First off, let me say that I think dating sucks.

Let me say it again, but with a slight different angle: dating today sucks. For those of you who are happily married, please stop saying to your single friends, “Some day, you’ll find ‘the right one!'” It pisses us off because we know you haven’t had to score a first date in so long that you probably don’t even remember what it’s like. Let me paint a picture for you:

In the school library, a girl is studying on a computer, when all of a sudden, a message pops up on her screen: “Would you like to talk?” Thinking that it’s a prankster friend, she sends back a note that she is studying, and to stop bugging her. Another message pops up on the screen, indicating a desire to talk. The girl asks who the person is who is sending the messages, and a head shot image comes up on the screen. She stands up, and she sees the boy sending the messages stand up also. They lock eyes, and the rest is history.

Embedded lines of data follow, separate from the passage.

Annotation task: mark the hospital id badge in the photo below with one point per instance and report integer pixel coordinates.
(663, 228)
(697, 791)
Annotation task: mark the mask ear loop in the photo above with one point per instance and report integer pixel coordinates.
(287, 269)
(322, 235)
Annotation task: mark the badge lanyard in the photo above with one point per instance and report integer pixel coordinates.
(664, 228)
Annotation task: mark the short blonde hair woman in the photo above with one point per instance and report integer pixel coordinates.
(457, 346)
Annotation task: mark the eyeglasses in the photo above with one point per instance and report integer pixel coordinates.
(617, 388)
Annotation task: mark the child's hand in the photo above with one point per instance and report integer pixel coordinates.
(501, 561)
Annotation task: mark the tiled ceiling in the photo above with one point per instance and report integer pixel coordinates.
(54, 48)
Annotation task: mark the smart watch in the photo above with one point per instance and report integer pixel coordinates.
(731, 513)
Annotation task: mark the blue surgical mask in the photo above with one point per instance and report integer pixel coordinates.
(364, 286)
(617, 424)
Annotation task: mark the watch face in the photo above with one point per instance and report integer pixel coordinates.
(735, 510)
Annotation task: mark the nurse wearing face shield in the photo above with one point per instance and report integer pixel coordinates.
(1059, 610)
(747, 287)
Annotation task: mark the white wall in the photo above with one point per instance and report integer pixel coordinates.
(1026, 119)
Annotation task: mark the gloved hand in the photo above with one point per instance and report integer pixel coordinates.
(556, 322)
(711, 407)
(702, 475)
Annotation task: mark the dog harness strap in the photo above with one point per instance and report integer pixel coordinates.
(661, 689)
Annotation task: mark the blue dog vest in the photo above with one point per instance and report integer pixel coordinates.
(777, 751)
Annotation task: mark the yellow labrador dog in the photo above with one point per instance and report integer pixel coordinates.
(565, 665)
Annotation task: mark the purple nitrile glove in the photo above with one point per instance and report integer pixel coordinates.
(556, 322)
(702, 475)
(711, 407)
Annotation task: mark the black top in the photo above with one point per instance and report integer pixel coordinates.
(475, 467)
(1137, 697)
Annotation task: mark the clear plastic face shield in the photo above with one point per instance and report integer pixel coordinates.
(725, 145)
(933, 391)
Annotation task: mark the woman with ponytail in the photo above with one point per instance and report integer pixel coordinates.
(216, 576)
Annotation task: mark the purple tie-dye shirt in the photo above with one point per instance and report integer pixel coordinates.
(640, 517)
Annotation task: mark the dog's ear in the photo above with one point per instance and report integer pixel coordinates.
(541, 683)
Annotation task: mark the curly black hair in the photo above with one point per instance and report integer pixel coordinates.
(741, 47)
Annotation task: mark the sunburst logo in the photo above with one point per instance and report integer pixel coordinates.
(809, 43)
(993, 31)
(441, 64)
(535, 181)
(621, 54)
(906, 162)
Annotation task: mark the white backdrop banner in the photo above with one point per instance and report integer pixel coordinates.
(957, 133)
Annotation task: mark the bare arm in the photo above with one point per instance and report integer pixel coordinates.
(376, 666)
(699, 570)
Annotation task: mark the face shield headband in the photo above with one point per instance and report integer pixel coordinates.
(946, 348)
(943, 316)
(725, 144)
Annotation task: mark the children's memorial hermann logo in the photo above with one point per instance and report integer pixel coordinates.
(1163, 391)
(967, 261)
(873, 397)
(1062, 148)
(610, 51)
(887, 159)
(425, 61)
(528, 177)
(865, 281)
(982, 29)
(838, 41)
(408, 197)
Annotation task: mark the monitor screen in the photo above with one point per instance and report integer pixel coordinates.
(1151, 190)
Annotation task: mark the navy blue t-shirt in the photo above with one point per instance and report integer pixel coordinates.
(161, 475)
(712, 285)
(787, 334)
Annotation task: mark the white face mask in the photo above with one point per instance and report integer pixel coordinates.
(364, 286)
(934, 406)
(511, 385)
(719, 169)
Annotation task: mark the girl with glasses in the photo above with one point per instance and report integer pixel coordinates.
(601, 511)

Okay, anyone who is a Molly Ringwald or an Andrew McCarthy fan knows that this is a scene from Pretty In Pink. Though, this may have fooled you because this is kind of what dating is like today. Except that it’s not 1985. Shoulder pads and floral patterns are not all the latest rage. And we do not waltz into prom to the sounds of OMD, gaze across the room to see our lost love, and end the story with an incredibly romantic kiss. Newsflash: dating today doesn’t work like that.